Educational level and risk of chronic kidney disease: longitudinal data from the PREVEND study

Nephrol Dial Transplant. 2020 Jul 1;35(7):1211-1218. doi: 10.1093/ndt/gfy361.

Abstract

Background: The longitudinal association between low education and chronic kidney disease (CKD) and its underlying mechanisms is poorly characterized. We therefore examined the association of low education with incident CKD and change in kidney function, and explored potential mediators of this association.

Methods: We analysed data on 6078 participants from the community-based Prevention of Renal and Vascular End-stage Disease study. Educational level was categorized into low, medium and high (< secondary, secondary/equivalent, > secondary schooling, respectively). Kidney function was assessed by estimating glomerular filtration rate (eGFR) by serum creatinine and cystatin C at five examinations during ∼11 years of follow-up. Incident CKD was defined as new-onset eGFR <60 mL/min/1.73 m2 and/or urinary albumin ≥30 mg/24 h in those free of CKD at baseline.

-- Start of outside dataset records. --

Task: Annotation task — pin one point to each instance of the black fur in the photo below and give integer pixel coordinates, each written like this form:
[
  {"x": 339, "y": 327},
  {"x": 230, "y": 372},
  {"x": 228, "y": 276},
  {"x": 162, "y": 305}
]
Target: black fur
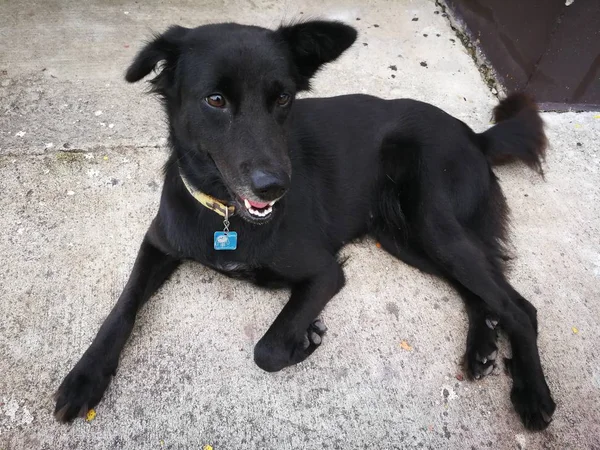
[{"x": 403, "y": 171}]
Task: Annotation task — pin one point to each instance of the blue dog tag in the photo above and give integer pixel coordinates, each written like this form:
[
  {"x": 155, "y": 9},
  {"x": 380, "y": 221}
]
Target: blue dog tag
[{"x": 225, "y": 240}]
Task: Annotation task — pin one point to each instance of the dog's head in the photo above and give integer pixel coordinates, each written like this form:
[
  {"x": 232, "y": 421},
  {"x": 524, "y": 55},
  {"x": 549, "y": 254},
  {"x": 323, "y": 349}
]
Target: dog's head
[{"x": 228, "y": 90}]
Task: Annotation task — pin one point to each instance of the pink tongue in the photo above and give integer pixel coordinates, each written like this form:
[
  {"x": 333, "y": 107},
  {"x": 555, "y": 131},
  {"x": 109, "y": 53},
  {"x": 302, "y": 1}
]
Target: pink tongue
[{"x": 259, "y": 205}]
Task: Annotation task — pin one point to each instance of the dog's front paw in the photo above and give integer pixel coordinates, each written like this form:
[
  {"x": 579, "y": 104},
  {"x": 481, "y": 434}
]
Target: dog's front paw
[
  {"x": 81, "y": 390},
  {"x": 273, "y": 354},
  {"x": 532, "y": 400}
]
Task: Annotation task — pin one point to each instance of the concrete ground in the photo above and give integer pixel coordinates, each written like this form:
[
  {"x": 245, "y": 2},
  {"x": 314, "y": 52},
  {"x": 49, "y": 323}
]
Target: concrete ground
[{"x": 80, "y": 159}]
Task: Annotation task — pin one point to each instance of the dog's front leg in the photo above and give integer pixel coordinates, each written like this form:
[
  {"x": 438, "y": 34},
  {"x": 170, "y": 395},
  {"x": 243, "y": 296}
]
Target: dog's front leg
[
  {"x": 295, "y": 334},
  {"x": 84, "y": 386}
]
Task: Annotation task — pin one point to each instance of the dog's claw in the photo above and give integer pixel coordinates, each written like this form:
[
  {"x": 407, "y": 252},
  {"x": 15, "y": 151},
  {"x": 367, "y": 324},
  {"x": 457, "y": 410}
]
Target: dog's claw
[
  {"x": 547, "y": 418},
  {"x": 305, "y": 342},
  {"x": 315, "y": 338},
  {"x": 491, "y": 323},
  {"x": 319, "y": 326}
]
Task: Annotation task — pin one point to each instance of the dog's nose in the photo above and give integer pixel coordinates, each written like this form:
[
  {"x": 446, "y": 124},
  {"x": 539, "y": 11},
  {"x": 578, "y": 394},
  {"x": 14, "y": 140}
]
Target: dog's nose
[{"x": 269, "y": 185}]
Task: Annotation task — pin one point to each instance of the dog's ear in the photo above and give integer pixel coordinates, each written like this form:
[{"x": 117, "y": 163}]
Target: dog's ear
[
  {"x": 315, "y": 43},
  {"x": 164, "y": 47}
]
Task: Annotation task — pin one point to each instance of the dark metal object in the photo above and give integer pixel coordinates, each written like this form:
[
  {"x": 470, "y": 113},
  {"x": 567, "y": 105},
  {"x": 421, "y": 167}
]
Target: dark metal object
[{"x": 540, "y": 46}]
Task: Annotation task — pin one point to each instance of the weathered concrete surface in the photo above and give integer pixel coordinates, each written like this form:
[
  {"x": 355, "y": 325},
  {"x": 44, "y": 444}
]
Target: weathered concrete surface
[{"x": 71, "y": 224}]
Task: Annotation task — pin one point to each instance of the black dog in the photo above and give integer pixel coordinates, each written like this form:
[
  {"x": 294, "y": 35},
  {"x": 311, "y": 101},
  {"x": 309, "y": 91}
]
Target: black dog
[{"x": 297, "y": 179}]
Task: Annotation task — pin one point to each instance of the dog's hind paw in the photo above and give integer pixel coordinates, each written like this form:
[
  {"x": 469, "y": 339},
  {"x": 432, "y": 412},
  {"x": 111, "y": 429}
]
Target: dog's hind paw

We estimated main effects with Cox regression and linear mixed models. In exploratory causal mediation analyses, we examined mediation by several potential risk factors.

Results: Incident CKD was observed in 861 (17%) participants. Lower education was associated with higher rates of incident CKD [low versus high education; hazard ratio (HR) (95% CI) 1.25 (1.05-1.48), Ptrend = 0.009] and accelerated eGFR decline [B (95% CI) -0.15 (-0.21 to -0.09) mL/min/1.73 m2/year, Ptrend < 0.001]. The association between education and incident CKD was mediated by smoking, potassium excretion, body mass index (BMI), waist-to-hip ratio (WHR) and hypertension. Analysis on annual eGFR change in addition suggested mediation by magnesium excretion, protein intake and diabetes.

Conclusions: In the general population, we observed an inverse association of educational level with CKD. Diabetes and the modifiable risk factors smoking, poor diet, BMI, WHR and hypertension are suggested to underlie this association. These findings provide support for targeted preventive policies to reduce socioeconomic disparities in kidney disease.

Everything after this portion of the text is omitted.